While the DOJ’s opinion claimed “there are manifold ways in which recipients in every state may use these drugs, including to produce an abortion, without violating state law,” the DOJ document failed to provide examples of the alleged “manifold ways” the abortion pill could be used to treat medical conditions other than miscarriage.
The DOJ did provide a number of examples where state abortion laws did not prohibit all abortions, further reiterating the need for state and federal politicians to treat the preborn child in the womb as a human in law without exceptions.
DOJ concluded that “section 1461 does not prohibit the mailing of mifepristone or misoprostol where the sender lacks the intent that the recipient will use them unlawfully.”
Who is Schroeder?
Schroeder was appointed by President Joe Biden on October 29, 2021, following his confirmation for that position by the Senate. During his confirmation hearing, Schroeder was asked whether “the definition of when human life begins for purposes of federal law differ[s] from the scientific definition of when human life begins.”
He responded, “If confirmed and asked to render a legal opinion, I would follow the law, including Supreme Court precedent.

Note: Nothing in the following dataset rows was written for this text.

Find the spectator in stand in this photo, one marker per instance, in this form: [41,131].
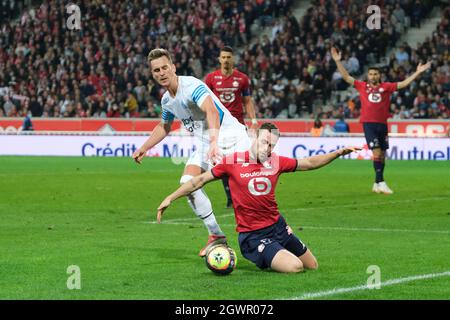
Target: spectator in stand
[341,126]
[317,129]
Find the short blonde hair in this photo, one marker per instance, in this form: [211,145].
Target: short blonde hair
[158,53]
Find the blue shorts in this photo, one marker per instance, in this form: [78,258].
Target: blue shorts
[260,246]
[376,135]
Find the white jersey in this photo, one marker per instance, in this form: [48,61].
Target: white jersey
[191,93]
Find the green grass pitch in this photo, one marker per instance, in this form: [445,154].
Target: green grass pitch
[96,213]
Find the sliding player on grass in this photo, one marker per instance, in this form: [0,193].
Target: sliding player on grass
[264,237]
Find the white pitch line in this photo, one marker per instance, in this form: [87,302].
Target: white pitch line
[185,223]
[327,207]
[336,291]
[378,229]
[367,204]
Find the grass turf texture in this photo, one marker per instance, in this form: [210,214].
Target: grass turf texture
[94,213]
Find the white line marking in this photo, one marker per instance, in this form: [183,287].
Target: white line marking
[336,291]
[185,223]
[378,229]
[367,204]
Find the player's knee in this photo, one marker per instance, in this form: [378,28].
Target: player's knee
[314,265]
[295,266]
[185,178]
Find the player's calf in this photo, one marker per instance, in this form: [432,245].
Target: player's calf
[309,261]
[284,261]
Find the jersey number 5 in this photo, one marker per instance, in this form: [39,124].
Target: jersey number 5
[259,186]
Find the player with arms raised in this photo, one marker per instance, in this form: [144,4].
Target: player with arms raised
[232,87]
[375,101]
[264,237]
[219,133]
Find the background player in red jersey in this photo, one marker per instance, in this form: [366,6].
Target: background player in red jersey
[375,100]
[264,236]
[233,89]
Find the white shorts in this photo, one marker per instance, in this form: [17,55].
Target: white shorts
[199,157]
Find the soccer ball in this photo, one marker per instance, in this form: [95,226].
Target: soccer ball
[221,259]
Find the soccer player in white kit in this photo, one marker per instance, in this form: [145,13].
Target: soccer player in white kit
[201,112]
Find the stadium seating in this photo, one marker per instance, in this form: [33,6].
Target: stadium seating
[101,70]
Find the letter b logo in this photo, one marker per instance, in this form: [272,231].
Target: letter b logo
[259,186]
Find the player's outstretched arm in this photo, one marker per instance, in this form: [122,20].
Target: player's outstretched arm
[158,134]
[420,68]
[184,190]
[336,55]
[250,110]
[316,162]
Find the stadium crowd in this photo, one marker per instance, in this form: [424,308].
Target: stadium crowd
[101,70]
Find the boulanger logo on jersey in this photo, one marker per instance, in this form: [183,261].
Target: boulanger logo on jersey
[259,186]
[374,97]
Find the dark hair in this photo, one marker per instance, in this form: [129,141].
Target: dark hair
[374,68]
[271,127]
[158,53]
[227,49]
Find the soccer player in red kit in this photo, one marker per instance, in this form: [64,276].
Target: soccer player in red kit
[233,89]
[375,100]
[264,237]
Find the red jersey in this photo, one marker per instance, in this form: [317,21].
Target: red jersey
[230,90]
[252,187]
[375,101]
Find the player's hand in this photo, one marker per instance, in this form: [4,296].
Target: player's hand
[347,150]
[162,207]
[138,155]
[422,67]
[335,54]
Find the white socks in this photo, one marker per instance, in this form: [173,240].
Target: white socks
[200,203]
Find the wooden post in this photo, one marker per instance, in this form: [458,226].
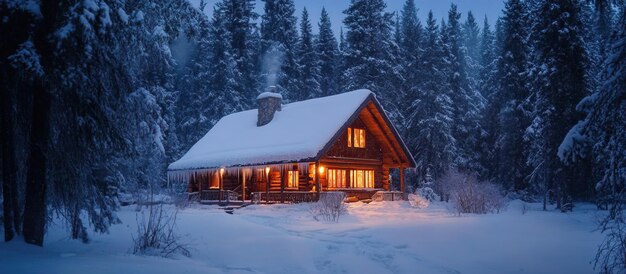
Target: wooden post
[195,180]
[243,185]
[402,181]
[282,184]
[318,186]
[220,184]
[267,187]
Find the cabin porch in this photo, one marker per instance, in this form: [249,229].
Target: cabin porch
[285,183]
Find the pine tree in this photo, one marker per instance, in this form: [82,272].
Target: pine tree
[471,44]
[430,120]
[509,101]
[561,84]
[309,70]
[239,17]
[371,65]
[328,54]
[467,101]
[487,82]
[223,77]
[410,44]
[604,129]
[279,38]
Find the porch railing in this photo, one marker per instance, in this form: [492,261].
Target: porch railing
[287,197]
[218,194]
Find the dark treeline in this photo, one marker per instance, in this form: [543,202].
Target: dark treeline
[101,95]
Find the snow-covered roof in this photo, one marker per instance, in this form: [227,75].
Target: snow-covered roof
[269,94]
[299,131]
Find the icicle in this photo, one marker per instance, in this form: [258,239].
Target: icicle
[303,167]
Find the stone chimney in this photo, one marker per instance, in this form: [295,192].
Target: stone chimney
[269,102]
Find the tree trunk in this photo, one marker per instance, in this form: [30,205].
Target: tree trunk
[9,185]
[35,205]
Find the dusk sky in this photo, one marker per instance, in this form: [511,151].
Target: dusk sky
[491,8]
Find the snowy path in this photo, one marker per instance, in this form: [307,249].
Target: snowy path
[387,237]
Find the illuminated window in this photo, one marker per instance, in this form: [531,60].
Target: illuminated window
[292,179]
[349,137]
[362,178]
[336,178]
[356,137]
[260,174]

I note that in Planned Parenthood of Se. Pa. v. Casey, 505 U.S. 833, 777 (1992), the Supreme Court held that states may regulate abortion prior to viability based on the state’s interest in maternal health and potential life, provided those regulations do not have ‘the purpose or effect of placing a substantial obstacle in the path of a woman seeking an abortion of a nonviable fetus.'”
Asked, “would you support any policy that would prohibit the killing of children who survive failed abortions outside the womb?” Schroeder responded, “If confirmed, I would render legal opinions based on the law, the Constitution, and judicial precedent. The primary role of the Office of Legal Counsel is to provide legal advice, not policy advice.”
DOJ opinion is political
Pro-lifers referred to the DOJ opinion as mere politics.
Alliance Defending Freedom’s (ADF) Senior Counsel, Director of Center for Life Denise Harle told Live Action News:
The Biden Administration has once again prioritized politics over the health, safety, and welfare of women and girls. The OLC’s opinion suggesting that the U.S. Postal Service and major corporations should violate longstanding federal laws is an outrageous attack on the rule of law.
Instead of trying to promote the widespread distribution of dangerous chemical abortion drugs, the FDA should be removing them from the marketplace or, at minimum, strengthening the safeguards for those women who take these drugs. And the federal government should be respecting the laws of states that have chosen to protect unborn children and their mothers from the documented harms of abortion.
Last year, ADF attorneys filed a federal lawsuit challenging the approval of the drug by the FDA. The plaintiffs included four national medical associations and four doctors experienced in caring for pregnant and post-abortive women.
“The U.S. Food and Drug Administration chose politics over science when it pushed for the legalization of the chemical abortion drugs mifepristone and misoprostol in 2000,” the legal group’s release claimed.
ADF Senior Counsel Erik Baptist claimed the decision by the FDA to approve the drug was based on “shaky legal and moral ground.” Asked about the DOJ’s opinion, Baptist told Live Action News, “These longstanding federal laws prohibit the distribution of chemical abortion drugs by mail, common carrier, or express company. That means only the chemical drug manufacturer may deliver and distribute these drugs to abortionists around the country. The manufacturer cannot use the U.S. Postal Service, FedEx, UPS, or any third-party courier to distribute chemical abortion drugs to abortionists, pharmacies, or women in the United States.”
Seibel suggested that politics may be playing a role here. “My initial reaction is that this is merely an opinion of the Biden DOJ, which will likely not prosecute under this federal law,” Seibel said. “However, when a new administration is elected, that DOJ may see it differently. Without actual litigation in the courts, this appears to be simply a political move to protect abortion.”